ERIC Number: ED287155
Record Type: RIE
Publication Date: 1987-Sep
Knowledge Acquisition for Application: Cognitive Flexibility and Transfer in Complex Content Domains. Technical Report No. 409.
Spiro, R. J.; And Others
Noting that successful comprehension, problem solving, and decision making are dependent upon activation and appropriate application of relevant schemata of existing knowledge, this report examines the practice of oversimplifying information in the content areas to make teaching and studying easier, and the dangers inherent in doing so. The report first develops principle contentions concerning well-structured domains of knowledge (WSDs) and ill-structured domains (ISDs). Schema theoretic knowledge representation and the problem of transfer and related research are also examined. The report then examines the practice of overgeneralizing in teaching, focusing on (1) ill-structuredness of some content; (2) the use of case study; (3) the nonlinear and multidimensional arrangement of cases; (4) empirical dimensions for testing the theory (including results of a study of curriculum simplification); (5) suggestions to bring about a science of instructional sequencing, case selection, and case arrangement; (6) the role of visual-perceptual representations and adjunct aids in transfer; and (7) discovery learning in a well-structured domain. Concluding remarks suggest that the learning principles proposed in the report will make ill-structured material easier to teach and understandable for students. (Three pages of references and one page of footnotes are included.) (JC)

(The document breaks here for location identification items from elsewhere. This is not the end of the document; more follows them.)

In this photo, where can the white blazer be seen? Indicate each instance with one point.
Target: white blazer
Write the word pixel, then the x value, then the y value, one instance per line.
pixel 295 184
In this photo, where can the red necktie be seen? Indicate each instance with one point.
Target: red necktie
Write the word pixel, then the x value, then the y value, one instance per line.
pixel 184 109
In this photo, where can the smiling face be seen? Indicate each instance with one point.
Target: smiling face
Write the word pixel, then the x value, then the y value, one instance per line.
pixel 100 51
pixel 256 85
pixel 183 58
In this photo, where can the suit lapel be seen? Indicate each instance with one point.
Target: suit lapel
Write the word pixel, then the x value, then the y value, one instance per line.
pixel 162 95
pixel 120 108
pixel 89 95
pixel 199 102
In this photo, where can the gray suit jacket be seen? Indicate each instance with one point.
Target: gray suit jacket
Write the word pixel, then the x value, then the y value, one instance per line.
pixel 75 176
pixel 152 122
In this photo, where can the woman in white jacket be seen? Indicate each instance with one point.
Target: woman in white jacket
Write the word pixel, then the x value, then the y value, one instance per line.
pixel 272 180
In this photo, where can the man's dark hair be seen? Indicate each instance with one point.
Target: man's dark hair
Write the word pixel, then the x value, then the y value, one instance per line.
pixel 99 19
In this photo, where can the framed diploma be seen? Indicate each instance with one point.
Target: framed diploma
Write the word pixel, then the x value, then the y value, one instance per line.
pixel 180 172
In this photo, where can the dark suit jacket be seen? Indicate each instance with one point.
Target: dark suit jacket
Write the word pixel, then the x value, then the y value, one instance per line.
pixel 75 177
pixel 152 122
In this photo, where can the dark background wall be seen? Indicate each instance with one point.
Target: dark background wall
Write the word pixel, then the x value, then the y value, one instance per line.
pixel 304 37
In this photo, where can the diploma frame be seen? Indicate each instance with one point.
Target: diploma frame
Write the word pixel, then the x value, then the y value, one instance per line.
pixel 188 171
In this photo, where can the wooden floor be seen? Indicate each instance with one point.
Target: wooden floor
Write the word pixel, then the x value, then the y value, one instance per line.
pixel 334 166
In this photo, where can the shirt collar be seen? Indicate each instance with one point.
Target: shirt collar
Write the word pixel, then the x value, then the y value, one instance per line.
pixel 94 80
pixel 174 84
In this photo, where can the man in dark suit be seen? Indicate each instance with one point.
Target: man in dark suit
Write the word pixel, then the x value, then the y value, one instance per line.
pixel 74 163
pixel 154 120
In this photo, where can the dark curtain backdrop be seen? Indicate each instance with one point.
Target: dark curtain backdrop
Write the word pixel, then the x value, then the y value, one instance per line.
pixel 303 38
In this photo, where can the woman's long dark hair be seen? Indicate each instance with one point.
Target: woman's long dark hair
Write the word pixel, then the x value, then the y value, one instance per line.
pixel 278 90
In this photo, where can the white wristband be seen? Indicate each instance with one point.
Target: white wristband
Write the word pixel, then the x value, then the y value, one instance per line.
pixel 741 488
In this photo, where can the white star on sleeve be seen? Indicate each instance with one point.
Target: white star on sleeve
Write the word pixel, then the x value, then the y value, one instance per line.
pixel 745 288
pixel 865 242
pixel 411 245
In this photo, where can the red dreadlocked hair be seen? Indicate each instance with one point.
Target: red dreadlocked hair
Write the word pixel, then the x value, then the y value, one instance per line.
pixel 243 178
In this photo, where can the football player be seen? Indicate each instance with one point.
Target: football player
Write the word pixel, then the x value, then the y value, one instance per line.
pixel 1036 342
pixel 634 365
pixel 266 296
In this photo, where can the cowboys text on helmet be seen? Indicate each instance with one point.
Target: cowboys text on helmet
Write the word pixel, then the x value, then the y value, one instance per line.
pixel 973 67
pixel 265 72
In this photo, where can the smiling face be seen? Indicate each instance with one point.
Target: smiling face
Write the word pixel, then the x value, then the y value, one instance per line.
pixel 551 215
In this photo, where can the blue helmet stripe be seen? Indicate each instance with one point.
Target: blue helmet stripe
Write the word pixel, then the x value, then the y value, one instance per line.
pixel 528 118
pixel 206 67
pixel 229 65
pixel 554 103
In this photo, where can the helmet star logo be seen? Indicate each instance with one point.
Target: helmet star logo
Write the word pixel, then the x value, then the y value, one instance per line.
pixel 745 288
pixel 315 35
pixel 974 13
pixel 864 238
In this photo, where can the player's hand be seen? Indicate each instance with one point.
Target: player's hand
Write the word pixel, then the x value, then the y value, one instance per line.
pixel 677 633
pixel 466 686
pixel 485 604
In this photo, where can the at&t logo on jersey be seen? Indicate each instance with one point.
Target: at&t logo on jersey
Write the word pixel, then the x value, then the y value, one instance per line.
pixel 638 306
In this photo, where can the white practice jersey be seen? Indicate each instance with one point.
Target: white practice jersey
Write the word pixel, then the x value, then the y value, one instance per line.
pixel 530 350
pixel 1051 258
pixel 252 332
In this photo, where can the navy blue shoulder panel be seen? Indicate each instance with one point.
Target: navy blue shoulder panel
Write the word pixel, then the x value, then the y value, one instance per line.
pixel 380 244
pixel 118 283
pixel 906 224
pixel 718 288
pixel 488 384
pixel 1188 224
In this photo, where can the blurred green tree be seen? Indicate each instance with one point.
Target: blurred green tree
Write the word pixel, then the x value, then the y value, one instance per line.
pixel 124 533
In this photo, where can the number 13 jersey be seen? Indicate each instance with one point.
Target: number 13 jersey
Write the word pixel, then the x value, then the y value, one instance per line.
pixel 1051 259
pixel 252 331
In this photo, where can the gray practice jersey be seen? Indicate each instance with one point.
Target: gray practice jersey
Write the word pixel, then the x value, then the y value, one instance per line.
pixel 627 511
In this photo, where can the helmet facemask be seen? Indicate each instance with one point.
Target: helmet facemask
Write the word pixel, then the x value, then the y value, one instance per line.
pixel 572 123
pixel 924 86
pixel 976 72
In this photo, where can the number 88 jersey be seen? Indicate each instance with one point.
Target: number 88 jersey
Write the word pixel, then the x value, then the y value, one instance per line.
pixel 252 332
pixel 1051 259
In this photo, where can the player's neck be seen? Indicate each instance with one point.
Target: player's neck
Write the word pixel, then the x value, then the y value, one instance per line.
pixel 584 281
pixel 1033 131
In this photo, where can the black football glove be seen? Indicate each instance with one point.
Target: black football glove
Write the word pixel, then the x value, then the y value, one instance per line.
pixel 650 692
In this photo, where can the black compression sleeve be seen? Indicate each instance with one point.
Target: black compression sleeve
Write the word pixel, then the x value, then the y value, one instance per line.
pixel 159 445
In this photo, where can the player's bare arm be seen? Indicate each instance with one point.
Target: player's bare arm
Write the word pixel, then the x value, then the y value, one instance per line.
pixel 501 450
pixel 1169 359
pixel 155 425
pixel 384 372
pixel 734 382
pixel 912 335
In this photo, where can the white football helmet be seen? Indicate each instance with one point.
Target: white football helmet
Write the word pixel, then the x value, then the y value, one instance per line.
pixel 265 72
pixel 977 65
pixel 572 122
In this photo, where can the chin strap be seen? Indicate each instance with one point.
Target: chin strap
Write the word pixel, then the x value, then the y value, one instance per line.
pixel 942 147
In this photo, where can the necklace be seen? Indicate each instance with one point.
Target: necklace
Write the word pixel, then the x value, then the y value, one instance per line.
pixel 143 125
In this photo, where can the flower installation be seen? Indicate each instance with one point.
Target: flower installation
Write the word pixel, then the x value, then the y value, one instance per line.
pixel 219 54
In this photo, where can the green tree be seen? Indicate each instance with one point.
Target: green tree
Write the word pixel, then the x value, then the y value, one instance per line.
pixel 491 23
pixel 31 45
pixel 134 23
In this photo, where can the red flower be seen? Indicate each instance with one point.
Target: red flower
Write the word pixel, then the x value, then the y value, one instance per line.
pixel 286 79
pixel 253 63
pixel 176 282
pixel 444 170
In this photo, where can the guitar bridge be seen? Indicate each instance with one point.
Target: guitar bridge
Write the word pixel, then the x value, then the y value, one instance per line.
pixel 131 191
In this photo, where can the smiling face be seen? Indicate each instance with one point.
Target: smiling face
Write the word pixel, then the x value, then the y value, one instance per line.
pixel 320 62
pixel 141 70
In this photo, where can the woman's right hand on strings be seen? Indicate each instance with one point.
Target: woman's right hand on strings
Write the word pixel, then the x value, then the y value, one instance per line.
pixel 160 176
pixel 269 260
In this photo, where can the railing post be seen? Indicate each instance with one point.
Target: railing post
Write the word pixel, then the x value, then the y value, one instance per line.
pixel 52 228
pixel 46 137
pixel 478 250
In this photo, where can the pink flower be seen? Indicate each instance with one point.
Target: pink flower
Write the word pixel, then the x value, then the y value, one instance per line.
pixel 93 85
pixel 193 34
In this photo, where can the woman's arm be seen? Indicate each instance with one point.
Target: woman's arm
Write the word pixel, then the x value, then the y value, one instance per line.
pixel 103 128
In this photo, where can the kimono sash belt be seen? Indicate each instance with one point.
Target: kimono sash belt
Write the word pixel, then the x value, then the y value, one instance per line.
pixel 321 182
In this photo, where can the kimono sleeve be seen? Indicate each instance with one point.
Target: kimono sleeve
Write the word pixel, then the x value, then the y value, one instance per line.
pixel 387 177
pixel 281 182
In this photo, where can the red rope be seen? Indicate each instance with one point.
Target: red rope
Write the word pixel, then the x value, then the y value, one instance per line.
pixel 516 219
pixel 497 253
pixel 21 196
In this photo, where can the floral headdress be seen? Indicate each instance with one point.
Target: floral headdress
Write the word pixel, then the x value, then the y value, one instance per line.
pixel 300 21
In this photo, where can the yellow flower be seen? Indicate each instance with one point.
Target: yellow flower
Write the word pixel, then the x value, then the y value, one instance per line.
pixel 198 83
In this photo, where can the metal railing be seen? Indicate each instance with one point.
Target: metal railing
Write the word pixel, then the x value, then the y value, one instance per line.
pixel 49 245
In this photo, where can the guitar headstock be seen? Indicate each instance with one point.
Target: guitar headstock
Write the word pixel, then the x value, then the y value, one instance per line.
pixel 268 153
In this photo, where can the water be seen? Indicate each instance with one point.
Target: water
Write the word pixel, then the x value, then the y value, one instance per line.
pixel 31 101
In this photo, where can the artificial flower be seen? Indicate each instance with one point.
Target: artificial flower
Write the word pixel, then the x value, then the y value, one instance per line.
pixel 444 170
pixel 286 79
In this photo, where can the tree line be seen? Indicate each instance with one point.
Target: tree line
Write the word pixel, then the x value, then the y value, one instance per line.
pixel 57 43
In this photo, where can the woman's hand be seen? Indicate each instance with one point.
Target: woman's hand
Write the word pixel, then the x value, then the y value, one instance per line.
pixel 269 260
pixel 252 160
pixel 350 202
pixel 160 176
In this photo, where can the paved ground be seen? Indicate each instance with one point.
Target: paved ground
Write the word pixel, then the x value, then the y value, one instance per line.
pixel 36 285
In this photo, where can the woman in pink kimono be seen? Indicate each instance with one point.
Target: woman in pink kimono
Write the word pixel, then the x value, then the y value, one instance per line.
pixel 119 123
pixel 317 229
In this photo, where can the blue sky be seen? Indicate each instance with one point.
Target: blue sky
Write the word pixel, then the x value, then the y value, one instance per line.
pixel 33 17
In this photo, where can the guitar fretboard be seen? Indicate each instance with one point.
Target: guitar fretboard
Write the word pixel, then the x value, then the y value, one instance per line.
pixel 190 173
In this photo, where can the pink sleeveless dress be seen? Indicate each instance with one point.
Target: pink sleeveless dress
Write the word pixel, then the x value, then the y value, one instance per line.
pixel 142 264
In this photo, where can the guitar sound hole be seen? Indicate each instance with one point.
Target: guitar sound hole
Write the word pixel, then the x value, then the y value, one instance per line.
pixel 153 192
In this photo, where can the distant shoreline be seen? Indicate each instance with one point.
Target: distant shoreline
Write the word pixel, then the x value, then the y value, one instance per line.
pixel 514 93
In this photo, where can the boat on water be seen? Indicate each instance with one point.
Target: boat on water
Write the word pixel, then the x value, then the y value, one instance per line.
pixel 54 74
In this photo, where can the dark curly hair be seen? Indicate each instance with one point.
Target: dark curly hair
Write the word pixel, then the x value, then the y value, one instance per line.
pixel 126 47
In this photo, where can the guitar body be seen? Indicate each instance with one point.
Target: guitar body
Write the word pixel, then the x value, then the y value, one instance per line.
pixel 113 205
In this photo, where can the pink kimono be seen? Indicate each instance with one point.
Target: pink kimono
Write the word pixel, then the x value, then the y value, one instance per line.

Descriptors: Cognitive Ability, Cognitive Processes, Cognitive Structures, Concept Teaching, Content Area Reading, Creative Thinking, Elementary Secondary Education, Information Transfer, Misconceptions, Prior Learning, Reading Comprehension, Reading Research, Schemata (Cognition), Theory Practice Relationship, Transfer of Training
Publication Type: Reports - Research
Education Level: N/A
Sponsor: Army Research Inst. for the Behavioral and Social Sciences, Arlington, VA.; National Inst. of Education (ED), Washington, DC.
Authoring Institution: Illinois Univ., Urbana. Center for the Study of Reading.